American-British etiquette coach

Myka Meier (born 27 June 1982) is an American-British entrepreneur, etiquette coach, and author. She is the founder of Beaumont Etiquette and co-founder of the Plaza Hotel's Finishing Program. Meier has authored two books, Modern Etiquette Made Easy: A Five-Step Method to Mastering Etiquette and Business Etiquette Made Easy: The Essential Guide to Professional Success. In 2026, she joined the cast of British reality television series Ladies of London.

== Early life and education ==
Meier was born on 27 June 1982 in Sarasota, Florida. She grew up in a middle class family. She has a bachelor's degree from the University of Florida. She began taking etiquette courses after working abroad in communications. She mentored under a former member of the royal household of Elizabeth II. She went on to train in Continental European, British, and American etiquette at the Institut Villa Pierrefeu, a finishing school in Glion, Switzerland.

== Career ==
In 2014, Meier founded Beaumont Etiquette, a consultancy firm based in New York. She is the co-founder of the Plaza Hotel's Finishing Program, which is held at the hotel. She teaches The Duchess Effect, an etiquette class inspired by the manners of Catherine, Duchess of Cambridge and Meghan, Duchess of Sussex. Her classes involve dining etiquette, hostessing, business etiquette, and royal protocol.

In 2020, Meier's first book Modern Etiquette Made Easy: A Five-Step Method to Mastering Etiquette sold out worldwide twenty-four hours after being released on January 21, 2020. Her second book, Business Etiquette Made Easy: The Essential Guide to Professional Success, is set to be released on May 5, 2020. She was named an official partner of Downton Abbey: The Exhibition in America.

She has been called "America's Queen of Good Manners" and "America's First Lady of Manners" by The Times, and "The Marie-Kondo of Etiquette" by The Evening Standard. She has been featured in Vogue, Town & Country, Harper's Bazaar, Elle Decor, InStyle, People, Fast Company, and Brides. She has also made appearances on Good Morning America and The Today Show.

Myka coined the royal etiquette term "The Duchess Slant", now an internationally recognized term for how a royal sits.

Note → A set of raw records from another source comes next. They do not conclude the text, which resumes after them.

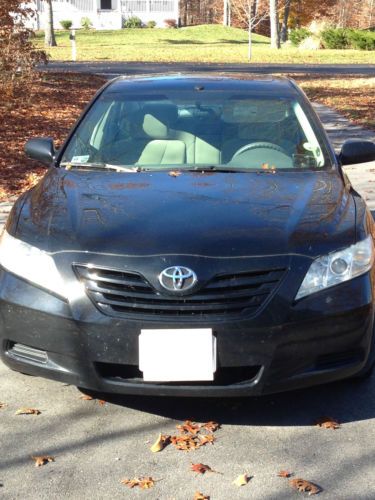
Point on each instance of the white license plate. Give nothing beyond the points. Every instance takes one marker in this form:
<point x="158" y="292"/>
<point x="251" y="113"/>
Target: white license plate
<point x="177" y="355"/>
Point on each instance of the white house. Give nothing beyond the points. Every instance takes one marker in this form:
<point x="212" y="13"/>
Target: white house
<point x="107" y="14"/>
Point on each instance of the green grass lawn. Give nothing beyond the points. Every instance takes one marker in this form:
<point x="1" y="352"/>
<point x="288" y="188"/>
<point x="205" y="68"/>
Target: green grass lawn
<point x="208" y="43"/>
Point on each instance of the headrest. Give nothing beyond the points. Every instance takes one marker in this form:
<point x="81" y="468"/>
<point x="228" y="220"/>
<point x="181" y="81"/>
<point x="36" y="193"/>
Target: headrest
<point x="155" y="128"/>
<point x="165" y="112"/>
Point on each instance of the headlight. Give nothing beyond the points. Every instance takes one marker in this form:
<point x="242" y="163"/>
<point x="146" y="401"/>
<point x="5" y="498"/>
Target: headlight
<point x="30" y="263"/>
<point x="338" y="267"/>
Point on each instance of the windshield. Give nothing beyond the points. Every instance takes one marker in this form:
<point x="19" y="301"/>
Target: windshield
<point x="205" y="129"/>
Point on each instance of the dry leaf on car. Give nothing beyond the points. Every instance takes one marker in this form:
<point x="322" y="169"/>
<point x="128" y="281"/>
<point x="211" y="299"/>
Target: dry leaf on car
<point x="161" y="442"/>
<point x="327" y="423"/>
<point x="200" y="496"/>
<point x="42" y="460"/>
<point x="202" y="469"/>
<point x="28" y="411"/>
<point x="145" y="483"/>
<point x="284" y="473"/>
<point x="304" y="486"/>
<point x="242" y="480"/>
<point x="189" y="427"/>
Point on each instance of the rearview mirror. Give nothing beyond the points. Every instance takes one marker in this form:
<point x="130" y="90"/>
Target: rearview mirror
<point x="357" y="151"/>
<point x="40" y="149"/>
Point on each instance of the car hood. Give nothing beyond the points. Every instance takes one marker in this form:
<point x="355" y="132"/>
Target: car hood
<point x="195" y="213"/>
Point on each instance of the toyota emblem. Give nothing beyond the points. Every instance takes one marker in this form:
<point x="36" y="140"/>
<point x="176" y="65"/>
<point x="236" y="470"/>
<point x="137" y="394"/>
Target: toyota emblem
<point x="177" y="278"/>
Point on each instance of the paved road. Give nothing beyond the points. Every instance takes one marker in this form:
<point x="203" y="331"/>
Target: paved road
<point x="134" y="68"/>
<point x="96" y="446"/>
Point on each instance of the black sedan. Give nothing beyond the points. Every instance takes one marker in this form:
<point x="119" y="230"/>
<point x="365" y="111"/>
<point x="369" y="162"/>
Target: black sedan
<point x="194" y="235"/>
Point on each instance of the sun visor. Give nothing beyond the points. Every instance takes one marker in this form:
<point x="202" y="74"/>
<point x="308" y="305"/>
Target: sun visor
<point x="255" y="111"/>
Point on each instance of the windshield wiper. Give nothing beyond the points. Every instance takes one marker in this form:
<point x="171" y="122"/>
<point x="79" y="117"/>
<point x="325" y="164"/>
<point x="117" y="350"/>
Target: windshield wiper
<point x="99" y="166"/>
<point x="194" y="168"/>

In 2026, Myka joined the cast of the reality television series Ladies of London: The New Reign, which premiered on Bravo on March 5, 2026.

== Personal life ==
Meier is a dual citizen of the United States and the United Kingdom. Her husband, Marco Meier, is Swiss businessman. They have one daughter, Valentina, and one son, Maximillan, and live in New York City. She is the godmother of Christopher Woolf Mapelli Mozzi, the son of Dara Huang and Count Edoardo Mapelli Mozzi and stepson of Princess Beatrice of York.